Faces of Morocco
Officially known as the Kingdom of Morocco is a sovereign country located in the Maghreb region of North Africa. Geographically, Morocco is characterized by a rugged mountainous interior, large tracts of desert, and a lengthy coastline along the Atlantic Ocean and Mediterranean Sea.
Morocco has a population of around 34 million. Its capital is Rabat, and the largest city is Casablanca. Other major cities include Marrakesh, Tangier, Tetouan, Salé, Fes, Safi, Agadir, Meknes, Oujda, Kenitra, and Nador. A historically prominent regional power, Morocco has a history of independence not shared by its neighbours. Since the foundation of the first Moroccan state by Idris I in 789, the country has been ruled by a series of independent dynasties, reaching its zenith under the Almoravid and Almohad dynasty, spanning parts of Iberia and Northwestern Africa. Marinid and Saadi dynasties continued the struggle against foreign domination, and Morocco remained the only North African country to avoid Ottoman occupation. The Alaouite dynasty, the current ruling dynasty, seized power in 1666. In 1912 Morocco was divided into French and Spanish protectorates, with an international zone in Tangier, and regained its independence in 1956. Moroccan culture is a blend of Arab, indigenous Berber, Sub-Saharan African, and European influences.
Morocco is a constitutional monarchy with an elected parliament. The King of Morocco holds vast executive and legislative powers, especially over the military, foreign policy and religious affairs. Executive power is exercised by the government, while legislative power is vested in both the government and the two chambers of parliament, the Assembly of Representatives and the Assembly of Councillors. The king can issue decrees called dahirs which have the force of law. He can also dissolve the parliament after consulting the Prime Minister and the president of the Constitutional court.

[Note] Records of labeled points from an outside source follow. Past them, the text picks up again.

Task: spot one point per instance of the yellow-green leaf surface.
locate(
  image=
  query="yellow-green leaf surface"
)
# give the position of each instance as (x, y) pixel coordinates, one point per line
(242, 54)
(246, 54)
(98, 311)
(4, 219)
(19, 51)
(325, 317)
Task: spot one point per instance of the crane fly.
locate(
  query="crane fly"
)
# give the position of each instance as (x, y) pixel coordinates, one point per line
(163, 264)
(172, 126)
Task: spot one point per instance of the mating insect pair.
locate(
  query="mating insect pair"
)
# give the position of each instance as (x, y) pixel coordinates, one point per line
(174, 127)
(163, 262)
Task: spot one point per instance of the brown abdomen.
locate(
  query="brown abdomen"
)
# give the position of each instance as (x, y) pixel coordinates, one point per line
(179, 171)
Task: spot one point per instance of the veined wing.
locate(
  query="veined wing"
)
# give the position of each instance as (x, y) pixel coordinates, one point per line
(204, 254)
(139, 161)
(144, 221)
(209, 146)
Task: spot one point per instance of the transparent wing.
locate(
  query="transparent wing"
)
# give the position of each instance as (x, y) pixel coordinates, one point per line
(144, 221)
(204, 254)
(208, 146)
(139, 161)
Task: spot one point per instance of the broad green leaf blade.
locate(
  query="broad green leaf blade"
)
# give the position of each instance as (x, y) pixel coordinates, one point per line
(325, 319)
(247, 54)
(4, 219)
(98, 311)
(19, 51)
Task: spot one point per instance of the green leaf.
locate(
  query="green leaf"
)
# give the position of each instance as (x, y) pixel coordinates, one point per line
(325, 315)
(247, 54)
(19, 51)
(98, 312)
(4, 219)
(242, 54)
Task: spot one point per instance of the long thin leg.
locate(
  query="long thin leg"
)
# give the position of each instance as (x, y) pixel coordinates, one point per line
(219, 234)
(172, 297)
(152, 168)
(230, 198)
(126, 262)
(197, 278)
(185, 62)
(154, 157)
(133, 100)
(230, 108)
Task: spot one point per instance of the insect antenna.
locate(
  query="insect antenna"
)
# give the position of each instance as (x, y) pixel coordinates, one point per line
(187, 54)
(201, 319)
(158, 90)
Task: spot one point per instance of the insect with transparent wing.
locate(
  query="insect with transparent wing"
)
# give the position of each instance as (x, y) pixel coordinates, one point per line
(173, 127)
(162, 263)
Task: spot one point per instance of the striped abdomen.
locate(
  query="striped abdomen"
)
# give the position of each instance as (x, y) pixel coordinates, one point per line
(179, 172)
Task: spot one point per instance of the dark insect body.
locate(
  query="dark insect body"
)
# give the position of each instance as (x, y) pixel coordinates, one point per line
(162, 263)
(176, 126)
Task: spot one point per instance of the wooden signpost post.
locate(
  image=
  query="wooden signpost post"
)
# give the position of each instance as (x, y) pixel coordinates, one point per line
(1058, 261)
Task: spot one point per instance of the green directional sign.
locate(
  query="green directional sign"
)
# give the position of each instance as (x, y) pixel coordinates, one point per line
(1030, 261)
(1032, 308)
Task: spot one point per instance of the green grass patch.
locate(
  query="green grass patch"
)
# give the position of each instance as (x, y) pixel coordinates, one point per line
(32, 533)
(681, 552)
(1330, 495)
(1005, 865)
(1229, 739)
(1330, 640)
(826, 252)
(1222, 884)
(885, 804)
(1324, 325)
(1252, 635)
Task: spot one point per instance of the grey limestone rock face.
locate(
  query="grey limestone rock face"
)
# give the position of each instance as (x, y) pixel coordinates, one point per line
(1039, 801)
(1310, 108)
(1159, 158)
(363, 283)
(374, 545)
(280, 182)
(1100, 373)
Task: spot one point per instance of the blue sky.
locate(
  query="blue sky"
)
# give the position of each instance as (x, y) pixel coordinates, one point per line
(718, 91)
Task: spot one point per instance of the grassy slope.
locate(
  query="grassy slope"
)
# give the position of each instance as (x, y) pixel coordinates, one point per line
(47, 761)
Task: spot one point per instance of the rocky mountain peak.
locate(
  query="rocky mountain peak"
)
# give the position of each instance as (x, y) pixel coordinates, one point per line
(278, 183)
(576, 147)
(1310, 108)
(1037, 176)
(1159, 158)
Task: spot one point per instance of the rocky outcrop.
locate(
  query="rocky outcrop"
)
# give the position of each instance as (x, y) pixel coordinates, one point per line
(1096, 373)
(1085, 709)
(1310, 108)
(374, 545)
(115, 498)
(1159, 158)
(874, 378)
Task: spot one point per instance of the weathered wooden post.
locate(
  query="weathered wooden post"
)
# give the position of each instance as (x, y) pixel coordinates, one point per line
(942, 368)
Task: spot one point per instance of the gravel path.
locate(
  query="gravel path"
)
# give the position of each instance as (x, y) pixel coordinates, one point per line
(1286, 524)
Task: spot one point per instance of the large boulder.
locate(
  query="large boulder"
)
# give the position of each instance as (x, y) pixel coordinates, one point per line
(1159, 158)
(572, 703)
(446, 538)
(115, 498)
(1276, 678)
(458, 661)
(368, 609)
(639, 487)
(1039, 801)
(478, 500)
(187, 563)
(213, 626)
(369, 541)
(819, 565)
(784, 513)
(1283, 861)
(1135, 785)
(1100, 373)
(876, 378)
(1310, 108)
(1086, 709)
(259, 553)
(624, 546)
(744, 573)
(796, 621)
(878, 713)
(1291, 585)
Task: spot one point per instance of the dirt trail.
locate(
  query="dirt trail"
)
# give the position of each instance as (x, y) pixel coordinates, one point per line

Morocco's predominant religion is Islam, and the official languages are Arabic and Berber. The Moroccan dialect, referred to as Darija, and French are also widely spoken. Morocco is a member of the Arab League, the Union for the Mediterranean, and the African Union. It has the fifth largest economy of Africa.
Most Moroccans are either of Arab, Berber or Gnawa descent. There is a significant minority of Sub-Saharan African and European people. Arabs and Berbers together make up about 99% of the Moroccan population. A sizeable portion of the population is identified as Haratin and Gnawa (or Gnaoua), black or mixed race descendants of slaves, and Moriscos, European Muslims expelled from Spain and Portugal in the 17th century.
Berbers are the indigenous people and still make up the bulk of the population, although they have been largely Arabised. Morocco is home to more than 20,000 sub-Saharan African immigrants. Morocco's once prominent Jewish minority has decreased significantly since its peak of 265,000 in 1948, declining to around 2,500 today.
Most of foreign residents in Morocco are French or Spanish. Some of them are descendants of colonial settlers, who primarily work for European multinational companies, while others are married to Moroccans or are retirees. Prior to independence, Morocco was home to half a million Europeans; who were mostly Christians. Also prior to independence, Morocco was home to 250,000 Spaniards.